SeaFoam, the kind in the can, not the ocean, shall be your best friend.


----------



## 4metals (Apr 6, 2014)

Are you sure you had ethanol gas mix in your tank? Most of the places selling the ethanol free are marinas because it gives so much trouble to boats. The alcohol causes the mixture to absorb water form the air. I read somewhere that an E10 gasoline can absorb 140 times more water than pure gasoline.

When I look up Houston on the pure-gas website there is only one seller of ethanol free gas even close to Houston. Louisiana and East is loaded.


----------



## joubjonn (Apr 6, 2014)

Pretty sure it's at leased 10%. It's a wake boarding boat so I got all the gas on the trailer. We are moving it to Galveston bay next summer. So I should be able to get marina gas at that point. I have heard of sea foam. How can that help me.

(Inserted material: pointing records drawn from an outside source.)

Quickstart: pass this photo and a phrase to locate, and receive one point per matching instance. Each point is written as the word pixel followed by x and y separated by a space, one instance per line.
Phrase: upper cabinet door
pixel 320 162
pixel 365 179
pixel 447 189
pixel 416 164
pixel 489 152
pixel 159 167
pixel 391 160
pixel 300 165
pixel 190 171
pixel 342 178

I assume that since the gas is a year old I'm screwed.


----------



## Ian_B (Apr 7, 2014)

https://www.youtube.com/watch?v=f5faqSGWSlo


----------



## joubjonn (Apr 7, 2014)

Thanks!
Think it's ok to just add that now and then in a month or so to the tank and when I change the oil I should be fine to run that gas? I really don't want to siphon out 30 gallons of gas. I don't know what I would do with 30 gallons of bad gas.


----------



## GotTheBug (Apr 7, 2014)

I had never seen that Seafoam video, awesome! I have used it to bring several engines back to life that were thought completely gone by previous owners. As for using year old gas, presumably sitting in a marine environment the whole time, I think it's taking a chance. My redneck method would be the smell test. If you're going to run the gas, I would overdose it with seafoam first, like half a can to that 30 gallons. Typically I run seafoam and stabil in all my equipment fuel, and seafoam in vehicles about every six months. Having tried several out there, I've always come back to it.


----------